I’ve been thinking about the meaning of personal productivity lately. My wife and I recently finished watching the first season of The Fieldhouse on Discovery+. The show’s premise is about a football player whose career ambitions were crushed after an injury. He then went on to start a gym where he helps people level up their fitness, whether they’ve never worked out before or are experienced athletes looking to improve their performance.
There are many lessons I could share from this show, but one stands out in particular related to the definition of personal productivity. It’s about vision.
If you’ve been following my productivity journey, you might know that I’ve wrestled with the concept of personal productivity for a long time. First, the struggle was more about having difficulties with my systems and feeling overwhelmed by them. After a while, this transformed into a challenge with the broad concept of productivity — what does it mean to be productive in light of the work we do and lives we have?
This summer, the struggle went to a whole new level. The wondering went deep. Do we need productivity tools and systems altogether? I shared a bit about this over on the community when I started a hiatus to deal with burnout I was experiencing, but the wrestle didn’t stop there. These questions went further, like:
- Why do we need long to-do lists we never complete?
- What’s the point of trying to use these strategies if all they ever do is stress us out more?
- Why do all of us productivity gurus tend to hawk advice as if we carry the magic solution to everyone’s problems?
- What’s the point of doing work when it ultimately feels separated from its affect on other people?
I know I’m not alone on this. Despite all of our productivity efforts, we’re still overwhelmed with work, the plans and ideas we have in our heads, and the desire to be the best version of ourselves. But we’re tired of the same old hamster wheel we’re running on that never goes anywhere and never gets us ahead.
In my thinking, I’ve begun to realize a few things about how we think about productivity that might be the problem. The main idea is there’s a disconnect in how we think about productivity in the broader picture of our lives. Let’s discuss.
Productivity means vision
If we’re to get anything purposeful done in life, we must have some sense of vision. However, I think what we usually view as vision is incredibly myopic.
Vision is not checking off everything on your todo list or clearing your inbox using some hack.
Vision is not aiming to get the right things done and avoiding doing the wrong things. Essentialism, if you will.
Vision is not setting a goal and aiming to achieve it.
Vision is not working to focus as intently as possible on a single big project until you complete it.
These are all tactics, the actions we employ on a daily basis to actually get work done.
You could say vision is seeing your ideal career path, the proverbial five year plan of sorts. That’s getting close.
I’d say you’re getting closer by thinking of vision as seeing what you want your life to look like in an ideal state, but even then, that misses the bigger picture.
True vision is bigger than you
Justin, the owner of The Fieldhouse, does one thing with every client that comes in — he ties the daily work of showing up and getting the workout done to a vision.
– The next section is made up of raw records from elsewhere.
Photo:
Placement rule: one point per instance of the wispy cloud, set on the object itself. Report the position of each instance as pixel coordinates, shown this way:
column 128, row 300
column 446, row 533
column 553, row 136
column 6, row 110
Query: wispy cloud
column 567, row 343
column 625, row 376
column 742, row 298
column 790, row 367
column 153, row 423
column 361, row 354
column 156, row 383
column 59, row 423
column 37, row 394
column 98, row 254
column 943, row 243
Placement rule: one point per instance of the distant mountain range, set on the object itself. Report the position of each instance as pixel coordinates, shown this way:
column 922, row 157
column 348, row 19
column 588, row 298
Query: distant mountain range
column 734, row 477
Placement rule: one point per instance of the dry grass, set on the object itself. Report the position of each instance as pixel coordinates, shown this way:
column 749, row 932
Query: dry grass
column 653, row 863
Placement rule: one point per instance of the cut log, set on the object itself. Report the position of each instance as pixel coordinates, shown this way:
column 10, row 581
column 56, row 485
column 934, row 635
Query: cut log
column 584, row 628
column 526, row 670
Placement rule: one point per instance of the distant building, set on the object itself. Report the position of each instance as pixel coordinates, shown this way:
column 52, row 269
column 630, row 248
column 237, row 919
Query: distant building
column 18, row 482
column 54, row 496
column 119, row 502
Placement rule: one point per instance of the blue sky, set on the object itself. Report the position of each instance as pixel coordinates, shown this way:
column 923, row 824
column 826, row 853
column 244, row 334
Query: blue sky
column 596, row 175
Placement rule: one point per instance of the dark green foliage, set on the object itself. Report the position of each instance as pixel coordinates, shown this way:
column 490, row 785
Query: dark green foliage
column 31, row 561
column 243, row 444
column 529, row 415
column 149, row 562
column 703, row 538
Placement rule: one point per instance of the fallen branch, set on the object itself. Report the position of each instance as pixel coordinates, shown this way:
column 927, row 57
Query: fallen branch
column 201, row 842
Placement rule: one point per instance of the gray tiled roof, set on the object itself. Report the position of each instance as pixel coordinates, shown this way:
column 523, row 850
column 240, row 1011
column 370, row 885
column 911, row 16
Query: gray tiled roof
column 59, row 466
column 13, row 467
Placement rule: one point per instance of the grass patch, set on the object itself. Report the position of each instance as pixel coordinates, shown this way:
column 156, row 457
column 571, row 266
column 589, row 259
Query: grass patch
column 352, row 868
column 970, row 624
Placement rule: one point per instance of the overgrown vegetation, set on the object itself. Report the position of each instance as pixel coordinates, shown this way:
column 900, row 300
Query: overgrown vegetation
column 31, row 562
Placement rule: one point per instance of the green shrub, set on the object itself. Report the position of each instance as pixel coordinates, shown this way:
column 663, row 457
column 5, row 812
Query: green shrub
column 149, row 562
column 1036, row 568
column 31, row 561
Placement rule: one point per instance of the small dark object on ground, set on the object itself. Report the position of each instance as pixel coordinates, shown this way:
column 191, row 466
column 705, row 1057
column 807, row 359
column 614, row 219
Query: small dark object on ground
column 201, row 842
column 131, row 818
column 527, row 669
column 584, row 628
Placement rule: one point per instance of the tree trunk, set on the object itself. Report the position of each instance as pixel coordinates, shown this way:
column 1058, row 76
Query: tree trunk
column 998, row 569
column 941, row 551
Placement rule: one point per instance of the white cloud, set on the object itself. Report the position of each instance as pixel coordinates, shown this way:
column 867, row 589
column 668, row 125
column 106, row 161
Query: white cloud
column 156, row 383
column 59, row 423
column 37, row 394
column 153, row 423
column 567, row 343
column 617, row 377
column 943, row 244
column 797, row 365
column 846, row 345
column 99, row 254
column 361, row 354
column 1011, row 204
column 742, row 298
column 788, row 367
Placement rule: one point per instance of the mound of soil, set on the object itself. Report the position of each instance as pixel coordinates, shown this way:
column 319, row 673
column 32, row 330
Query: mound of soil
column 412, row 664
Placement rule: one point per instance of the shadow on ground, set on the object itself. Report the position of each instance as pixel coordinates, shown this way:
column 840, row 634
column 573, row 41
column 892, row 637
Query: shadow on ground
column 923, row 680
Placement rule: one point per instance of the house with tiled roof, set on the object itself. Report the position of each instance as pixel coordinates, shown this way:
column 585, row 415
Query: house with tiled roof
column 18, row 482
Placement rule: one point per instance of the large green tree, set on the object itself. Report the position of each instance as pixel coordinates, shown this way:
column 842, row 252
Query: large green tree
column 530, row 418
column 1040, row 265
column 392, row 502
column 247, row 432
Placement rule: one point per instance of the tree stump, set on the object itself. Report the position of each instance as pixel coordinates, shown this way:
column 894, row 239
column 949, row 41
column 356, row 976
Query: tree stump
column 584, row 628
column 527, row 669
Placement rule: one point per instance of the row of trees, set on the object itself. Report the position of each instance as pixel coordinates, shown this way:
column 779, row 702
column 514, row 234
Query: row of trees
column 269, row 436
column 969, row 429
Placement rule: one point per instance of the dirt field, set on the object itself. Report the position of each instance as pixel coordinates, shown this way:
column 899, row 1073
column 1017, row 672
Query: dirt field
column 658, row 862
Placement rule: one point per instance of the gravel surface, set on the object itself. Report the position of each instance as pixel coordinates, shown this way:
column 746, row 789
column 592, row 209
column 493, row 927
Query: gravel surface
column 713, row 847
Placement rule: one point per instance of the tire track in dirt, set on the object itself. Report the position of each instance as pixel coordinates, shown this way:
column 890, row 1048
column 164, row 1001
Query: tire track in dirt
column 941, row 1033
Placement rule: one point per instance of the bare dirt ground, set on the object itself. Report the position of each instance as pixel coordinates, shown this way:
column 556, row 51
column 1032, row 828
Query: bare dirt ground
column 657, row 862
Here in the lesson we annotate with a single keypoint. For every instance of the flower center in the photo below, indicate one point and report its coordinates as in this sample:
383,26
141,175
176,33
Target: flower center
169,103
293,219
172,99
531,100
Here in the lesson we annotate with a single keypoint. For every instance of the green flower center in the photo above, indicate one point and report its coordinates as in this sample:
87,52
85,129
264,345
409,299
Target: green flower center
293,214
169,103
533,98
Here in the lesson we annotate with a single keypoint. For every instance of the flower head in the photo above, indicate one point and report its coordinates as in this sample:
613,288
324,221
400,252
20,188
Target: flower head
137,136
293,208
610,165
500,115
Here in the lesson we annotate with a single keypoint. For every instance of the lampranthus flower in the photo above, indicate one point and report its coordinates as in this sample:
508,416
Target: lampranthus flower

To illustrate what we discussed above, often these individuals come in telling themselves a story that they want to get healthier, they want to go pro, they need to lose 50lbs. This is where things get interesting. Justin pushes them further.
In his experience, Justin found that these goal-based visions don’t work for people. They eventually stop showing up when the goal is focused on a result or achievement. What really motivates people, he’s found, is tying a vision to people that matter to you. “Who are you doing this for?”
And that, my friend, is what personal productivity is about.
Personal productivity is the use of tactics and strategies to effectively benefit the people you seek to impact through the effort of your life.
When we tie our vision to the people we want to impact with our lives, a few things happen:
- Staying on track and on point becomes easier.
- What matters most becomes infinitely more clear.
- Employing certain tactics and strategies doesn’t matter nearly as much as making the impact.
How does this play out in real life?
Well, maybe you’re embracing swimming in a sea of urgency because you’re home with your kids, and you’re doing your best to keep everything afloat. In that case, it makes zero sense to put extra pressure on yourself to be hyper vigilant and organized when the most important thing is taking care of your family.
Maybe you’re trying to work as few, deeply focused hours as possible so you can spend more time with your family.
Or, you might be busting it, putting extra hours in at work because your family needs the money. In that case, being the most effective you can be has a dramatic impact on those you love.
When we put productivity in light of who we’re impacting, it becomes relative to the season of life we’re in and its requirements. What being productive looks like for the fresh college grad will look inherently different from the new mom or the small business owner who is growing his team for the first time.
At the core of this idea, we must bust out of the hustle and attach our work to purpose. And it’s 100% okay if it doesn’t look like a Getting Things Done system executed to perfection. In fact, even if there’s no system at all and you’re making the impact, that’s what matters most.
Where are you looking next?
As I mentioned, I don’t have all this figured out yet, but the realities of life have started to emerge from the haze of the last six months. Life is more about the people we impact and the community we’re a part of than it is the accomplishments achieved or tasks checked off. It’s the purpose connected to the process focused on the people where our productivity is truly found.
But what do you think? How does thinking of productivity in light of others affect the way you do things? Do you wrestle with this idea?